Successe poi che il padrone del vaso, per qualche tempo dovette assentarsi da casa e, dopo aver levato il secondo fiore morto, per diversi giorni non pote avere nessun tipo di cura nei confronti del recipiente e dei suoi abitanti. L’acqua quindi cominciò a scarseggiare ma per una strana coincidenza, dalla parte della rosa c’era alla base del vaso una leggera cavità dove si era raccolta sufficiente acqua per mantener in vita i due esserini.
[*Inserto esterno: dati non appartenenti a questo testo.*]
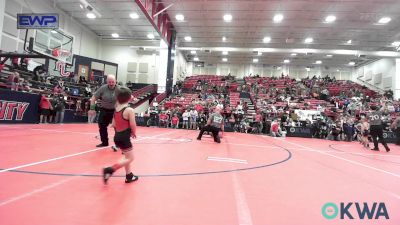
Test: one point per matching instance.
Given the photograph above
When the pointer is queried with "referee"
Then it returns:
(376, 128)
(107, 94)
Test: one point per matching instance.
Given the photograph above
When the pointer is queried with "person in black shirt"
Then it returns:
(376, 128)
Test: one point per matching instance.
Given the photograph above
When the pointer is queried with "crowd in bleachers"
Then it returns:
(340, 105)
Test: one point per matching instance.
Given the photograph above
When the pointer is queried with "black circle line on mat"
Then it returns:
(368, 157)
(166, 175)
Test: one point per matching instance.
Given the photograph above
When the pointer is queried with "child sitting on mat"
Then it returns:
(125, 127)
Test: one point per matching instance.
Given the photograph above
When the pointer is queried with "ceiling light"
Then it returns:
(396, 43)
(227, 17)
(384, 20)
(179, 17)
(267, 39)
(134, 16)
(308, 40)
(150, 36)
(91, 15)
(278, 18)
(330, 19)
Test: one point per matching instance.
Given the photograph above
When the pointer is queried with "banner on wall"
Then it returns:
(18, 107)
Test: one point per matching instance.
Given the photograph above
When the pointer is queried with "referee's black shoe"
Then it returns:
(102, 145)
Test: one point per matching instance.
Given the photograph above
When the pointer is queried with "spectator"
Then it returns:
(13, 81)
(185, 118)
(275, 129)
(193, 119)
(45, 107)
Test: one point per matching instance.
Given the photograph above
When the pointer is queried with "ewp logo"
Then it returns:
(37, 21)
(331, 210)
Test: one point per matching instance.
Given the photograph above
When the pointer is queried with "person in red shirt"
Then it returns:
(275, 129)
(163, 120)
(259, 123)
(125, 127)
(175, 121)
(45, 107)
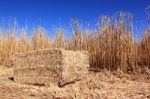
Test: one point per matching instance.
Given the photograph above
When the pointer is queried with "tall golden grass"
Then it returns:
(110, 47)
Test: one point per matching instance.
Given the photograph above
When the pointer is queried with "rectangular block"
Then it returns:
(56, 66)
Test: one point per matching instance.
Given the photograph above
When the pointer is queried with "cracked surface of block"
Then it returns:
(56, 66)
Dalla parte del fiore invece l’acqua era terminata e quest’ultimo, per evitare la fine dei suoi amici, chiese gentilmente alla rosa se potevano dividersi quel piccolo punto dove l’acqua si era raccolta. La rosa però, con tutta l’arroganza che poteva avere in se gli rispose “Non se ne parla proprio, non mi muoverò di un centimetro, d’altronde non è certo colpa mia se sei solo un fiore sfortunato!” Disse questo e si girò verso il sole, incurante del sicuro destino a cui andava incontro l’altro.
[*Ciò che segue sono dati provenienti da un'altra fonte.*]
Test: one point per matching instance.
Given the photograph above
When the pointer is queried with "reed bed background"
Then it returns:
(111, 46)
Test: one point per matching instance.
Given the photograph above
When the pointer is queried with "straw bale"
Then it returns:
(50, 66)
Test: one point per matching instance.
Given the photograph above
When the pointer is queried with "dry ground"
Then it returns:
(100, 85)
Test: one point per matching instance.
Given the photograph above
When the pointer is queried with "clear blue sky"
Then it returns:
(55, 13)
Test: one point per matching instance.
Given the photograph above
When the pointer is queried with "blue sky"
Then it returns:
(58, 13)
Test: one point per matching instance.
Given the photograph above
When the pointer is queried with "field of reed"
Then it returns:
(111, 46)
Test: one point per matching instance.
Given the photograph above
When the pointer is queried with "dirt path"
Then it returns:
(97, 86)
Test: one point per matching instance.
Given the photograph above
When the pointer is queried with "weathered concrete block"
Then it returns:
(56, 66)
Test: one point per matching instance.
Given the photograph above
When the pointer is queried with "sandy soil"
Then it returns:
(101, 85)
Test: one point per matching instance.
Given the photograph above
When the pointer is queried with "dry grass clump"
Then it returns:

Passarono i giorni e l’inevitabile fine per il fiore arrivò. Così ora la rosa rimase sola, e in cuor suo non sentiva molta differenza rispetto a prima. “Meno male” pensava ”non ho bisogno di nessuno io, posso cavarmela da sola come ho sempre fatto.” Ma la rosa non sapeva quanto avrebbe rimpianto gli altri fiori. Infatti da quando era rimasta sola, si era sentita percorrere da un sentimento di infelicità, e si sentiva triste e incompleta. ”Non sia mai che io, la rosa maculata abbia bisogno di altri stupidi fiori.” Ma questi sentimenti, la portarono alla distruzione. Non faceva altro che pensare ai poveri fiori defunti e per la prima volta si rese conto di quanto erano importanti per lei e soprattutto il suo ruolo nella loro morte. Pian piano iniziò a perdere i petali, quei bei petali che un tempo erano stati il suo più grande vanto e la posizione, da perfettamente eretta divenne curva sempre di più, fino ad arrivare ad un semi arco. Non era più la bella rosa di una volta e i segni del tempo e del dolore si erano impossessati di lei come un bambino si impossessa del suo giocattolo preferito, con avidità e decisione.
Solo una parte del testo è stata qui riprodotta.